Mobile telecoms infrastructure sharing agreements
A new section on mobile infrastructure sharing agreements (NSAs) has been added to the Chapter on Production Agreements. The Commission recognises that NSAs can provide benefits in terms of cost reductions and improvements in quality and choice, faster roll-out of new networks and technologies, wider coverage etc. It considers that, in principle, these agreements do not restrict competition by object but need to be assessed on the basis of their possible effects on competition. The Guidelines set out the factors that may be relevant for the assessment and also provide general guidance for the various types of mobile infrastructure sharing agreements.

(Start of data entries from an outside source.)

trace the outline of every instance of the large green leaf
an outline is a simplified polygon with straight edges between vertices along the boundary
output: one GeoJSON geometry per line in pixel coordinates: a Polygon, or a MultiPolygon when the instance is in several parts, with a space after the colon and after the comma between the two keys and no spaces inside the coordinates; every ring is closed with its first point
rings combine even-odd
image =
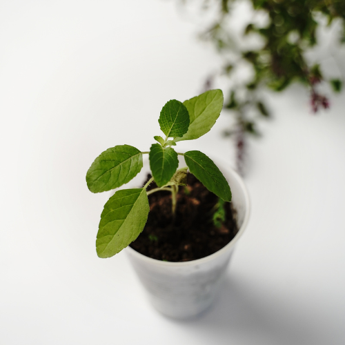
{"type": "Polygon", "coordinates": [[[231,201],[229,184],[218,167],[200,151],[188,151],[184,154],[186,163],[197,179],[208,190],[226,201],[231,201]]]}
{"type": "Polygon", "coordinates": [[[148,196],[144,188],[118,190],[104,205],[96,240],[99,257],[110,257],[132,242],[148,219],[148,196]]]}
{"type": "Polygon", "coordinates": [[[193,140],[207,133],[215,124],[223,108],[221,90],[210,90],[184,102],[189,113],[188,132],[175,141],[193,140]]]}
{"type": "Polygon", "coordinates": [[[182,137],[188,130],[188,112],[182,103],[171,99],[161,109],[158,122],[168,137],[182,137]]]}
{"type": "Polygon", "coordinates": [[[94,193],[110,190],[129,182],[142,167],[143,155],[137,148],[118,145],[95,159],[86,174],[86,183],[94,193]]]}
{"type": "Polygon", "coordinates": [[[150,168],[159,187],[168,183],[179,166],[177,153],[172,148],[162,148],[154,144],[150,149],[150,168]]]}

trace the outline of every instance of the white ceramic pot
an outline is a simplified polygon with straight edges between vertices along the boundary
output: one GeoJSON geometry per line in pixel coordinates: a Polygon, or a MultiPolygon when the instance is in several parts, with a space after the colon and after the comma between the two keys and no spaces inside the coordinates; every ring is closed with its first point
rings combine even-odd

Joint purchasing agreements
The Guidelines on Joint Purchasing Agreements are expanded to reflect recent caselaw. There is a new section explaining the distinction between joint purchasing agreements and buyer cartels. Buyer cartels are agreements or concerted practices between purchasers which, without engaging in joint negotiations with the supplier, coordinate the purchasers' individual competitive behaviour through practices such as fixing or coordinating purchase prices, allocating purchase quota or sharing of markets and suppliers. Where purchasers deal individually with suppliers they must make their purchasing decisions independently.

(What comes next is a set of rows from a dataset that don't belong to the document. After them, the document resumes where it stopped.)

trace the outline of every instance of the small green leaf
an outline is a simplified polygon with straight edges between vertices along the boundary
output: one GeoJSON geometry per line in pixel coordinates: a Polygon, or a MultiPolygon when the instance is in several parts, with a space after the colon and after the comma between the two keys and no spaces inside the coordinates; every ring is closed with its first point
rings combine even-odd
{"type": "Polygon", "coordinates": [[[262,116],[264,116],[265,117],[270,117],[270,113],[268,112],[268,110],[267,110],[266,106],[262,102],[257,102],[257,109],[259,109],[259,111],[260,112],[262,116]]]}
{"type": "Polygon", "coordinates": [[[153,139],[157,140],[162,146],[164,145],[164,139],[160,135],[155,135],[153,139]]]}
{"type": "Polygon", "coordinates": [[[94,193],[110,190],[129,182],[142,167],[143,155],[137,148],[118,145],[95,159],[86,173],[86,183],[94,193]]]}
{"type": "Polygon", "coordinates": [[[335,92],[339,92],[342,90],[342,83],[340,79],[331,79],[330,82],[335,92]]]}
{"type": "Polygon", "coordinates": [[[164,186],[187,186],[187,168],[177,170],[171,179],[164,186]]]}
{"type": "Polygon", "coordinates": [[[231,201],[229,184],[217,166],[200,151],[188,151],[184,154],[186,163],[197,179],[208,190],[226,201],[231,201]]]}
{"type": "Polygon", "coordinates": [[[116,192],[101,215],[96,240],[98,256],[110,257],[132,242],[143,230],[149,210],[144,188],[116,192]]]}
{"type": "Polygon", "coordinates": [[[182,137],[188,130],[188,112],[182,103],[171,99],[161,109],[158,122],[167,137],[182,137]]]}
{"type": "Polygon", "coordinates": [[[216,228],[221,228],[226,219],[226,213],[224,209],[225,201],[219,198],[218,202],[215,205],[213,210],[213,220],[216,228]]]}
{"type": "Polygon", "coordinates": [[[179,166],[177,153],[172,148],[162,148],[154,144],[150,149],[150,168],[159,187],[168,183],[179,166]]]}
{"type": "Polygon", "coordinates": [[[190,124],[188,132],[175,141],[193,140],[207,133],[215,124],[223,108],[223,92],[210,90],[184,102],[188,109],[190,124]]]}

The Guidelines also explain in more detail the risk of harm to competition on the supply side, which can occur where the members of the purchasing arrangement have a significant degree of buying power on the purchasing market. Joint purchasing may harm suppliers' investment incentives and force them to reduce the range or quality of the products they produce which may, in the long term, also be detrimental for consumers.
Joint purchasing extends to arrangements whereby buyers negotiate purchase conditions jointly, but where each buyer makes its purchases independently (joint negotiation with supplier only). There is also guidance on joint negotiating tactics which are seen as an integral part of the joint purchasing arrangement if they relate to the products that are subject to the negotiations and are temporary in nature, ceasing when the parties have resumed their negotiations or concluded their agreement.
Commercialisation agreements and bidding consortia
The Chapter on Commercialisation Agreements now includes a new section on bidding consortia, clarifying the conditions under which independent firms may group together to submit joint competitive tenders without infringing Article 101(1) TFEU. A bidding consortium agreement will not restrict competition if it allows the parties to participate in projects they would not be able to undertake individually.
The Guidelines provide welcome guidance on assessing bidding consortia agreements between parties that would be able to undertake the project individually. In such case the agreement will be caught under Article 101(1) TFEU but may still benefit from an exemption under Article 101(3) TFEU where the bidding consortium allows the parties to submit an offer that is more competitive than the offer they would have submitted individually, in terms of price and/or quality and where the benefits for consumers and the contracting entity outweigh the restrictions of competition. Crucially, any efficiencies must be passed on to consumers. If they only benefit the parties to the bidding consortium, the Article 101(3) exemption does not apply.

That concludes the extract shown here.